What Did They Play at Beethoven's Funeral?
You pretty much have to take a moment to appreciate this: In March 1827, snowstorm lightning woke the deaf and ailing 56-year-old Ludwig van Beethoven who'd been confined to his bed in Vienna for months. Startled from coma, the composer opened his eyes, raised his fist to rail against the sky, then collapsed back, dead. So the story goes.
Three days later (this part is verifiable), ten thousand grief-stricken Viennese citizens and every local musician Beethoven had inspired, encouraged or berated, gathered for a funeral march with simple casket from the yard outside the Schwarzspanierhaus Church to the more wooded area of Wahring, where a professional actor delivered a funeral oration written by playwright Franz Grillparzer who I wish could come back to teach us the fine art of obit and eulogy writing. Here's the whole transcript (you have to plow through an opening graph referring to Germany as the Fatherland), or just savor here the best last awesome bit of testimonial in honor of a complex, tortured man who gave the world so much. Note: eulogies were always uttered by men back then, and generally shouted.

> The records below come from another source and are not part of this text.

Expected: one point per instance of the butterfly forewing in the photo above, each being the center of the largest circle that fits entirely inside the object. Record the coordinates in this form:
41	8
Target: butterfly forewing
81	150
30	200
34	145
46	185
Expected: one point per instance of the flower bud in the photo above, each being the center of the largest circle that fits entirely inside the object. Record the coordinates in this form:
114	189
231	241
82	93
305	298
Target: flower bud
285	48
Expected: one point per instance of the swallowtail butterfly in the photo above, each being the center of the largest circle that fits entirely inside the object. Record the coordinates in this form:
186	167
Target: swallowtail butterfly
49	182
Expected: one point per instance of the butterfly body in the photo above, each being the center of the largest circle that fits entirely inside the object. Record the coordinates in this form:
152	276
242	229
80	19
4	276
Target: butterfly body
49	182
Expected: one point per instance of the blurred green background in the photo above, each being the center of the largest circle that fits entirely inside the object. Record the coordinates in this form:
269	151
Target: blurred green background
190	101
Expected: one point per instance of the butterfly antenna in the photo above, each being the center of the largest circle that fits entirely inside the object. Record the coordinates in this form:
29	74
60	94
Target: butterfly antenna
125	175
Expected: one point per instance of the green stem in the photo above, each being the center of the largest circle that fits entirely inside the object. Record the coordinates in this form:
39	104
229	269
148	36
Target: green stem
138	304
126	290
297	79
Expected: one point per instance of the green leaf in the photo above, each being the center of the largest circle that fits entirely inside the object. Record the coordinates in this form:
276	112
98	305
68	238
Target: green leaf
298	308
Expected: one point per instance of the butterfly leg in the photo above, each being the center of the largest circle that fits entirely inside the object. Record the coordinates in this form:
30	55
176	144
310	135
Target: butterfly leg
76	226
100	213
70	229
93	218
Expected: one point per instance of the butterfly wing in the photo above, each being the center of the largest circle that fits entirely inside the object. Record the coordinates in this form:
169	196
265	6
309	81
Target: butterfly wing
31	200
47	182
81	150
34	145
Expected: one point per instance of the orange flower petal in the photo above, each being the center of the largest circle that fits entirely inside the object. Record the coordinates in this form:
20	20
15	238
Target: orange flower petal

"No living man enters the halls of immortality. The body must die before the gates are opened. He whom you mourn is now among the greatest men of all time, unassailable forever! Return to your homes, then, distressed but composed. And whenever, during your lives, the power of his works overwhelms you like a coming storm; when your rapture pours out in the midst of a generation yet unborn; then remember this hour and think: we were there when they buried him, and when he died we wept!
Here are two pieces of music played at Beethoven's funeral services, one composed by him, one not: Beethoven's Equali for four somber trombones, and Luigi Cherubini's "Requiem in C Minor," which the discerning LvB admired, and you'll love too.